Ms X v Mahmood Farooqi: A Dangerous Precedent for Interpreting Consent in Rape Cases in India
23rd April 2018

In a recent case before the Indian Supreme Court, Ms X v Mahmood Farooqi, the court refused to overturn a Delhi High Court decision which set a dangerous precedent that a ‘feeble no’ did not signify a lack of consent in rape cases.

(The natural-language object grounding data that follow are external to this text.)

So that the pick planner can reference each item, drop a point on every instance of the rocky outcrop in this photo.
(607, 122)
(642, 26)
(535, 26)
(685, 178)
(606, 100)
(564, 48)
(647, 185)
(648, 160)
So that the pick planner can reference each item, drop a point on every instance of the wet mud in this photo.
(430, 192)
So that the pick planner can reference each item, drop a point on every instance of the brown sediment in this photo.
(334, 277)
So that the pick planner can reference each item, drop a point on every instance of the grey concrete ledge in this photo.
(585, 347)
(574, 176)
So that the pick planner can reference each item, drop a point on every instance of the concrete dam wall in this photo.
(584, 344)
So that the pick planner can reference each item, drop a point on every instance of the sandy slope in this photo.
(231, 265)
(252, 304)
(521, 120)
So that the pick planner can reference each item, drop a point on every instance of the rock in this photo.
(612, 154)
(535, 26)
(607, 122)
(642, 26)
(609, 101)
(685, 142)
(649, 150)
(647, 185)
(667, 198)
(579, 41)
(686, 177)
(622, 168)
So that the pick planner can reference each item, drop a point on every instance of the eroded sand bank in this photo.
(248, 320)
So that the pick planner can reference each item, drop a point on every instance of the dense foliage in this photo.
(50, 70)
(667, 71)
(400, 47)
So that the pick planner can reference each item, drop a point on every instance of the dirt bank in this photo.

In the present case, Ms X accused Mahmood Farooqi of committing rape under u/s 375(d) read with Explanation 2 of the Indian Penal Code (IPC). While the trial court held Farooqi guilty and sentenced him to a seven year jail term, the Delhi High Court overturned this decision and exonerated him. The counsel for the petitioners filed a Special Leave Petition (SLP) before the Indian Supreme Court to challenge the High Court’s verdict. The Supreme Court refused to admit the SLP stating that the case was well decided by the Delhi High Court.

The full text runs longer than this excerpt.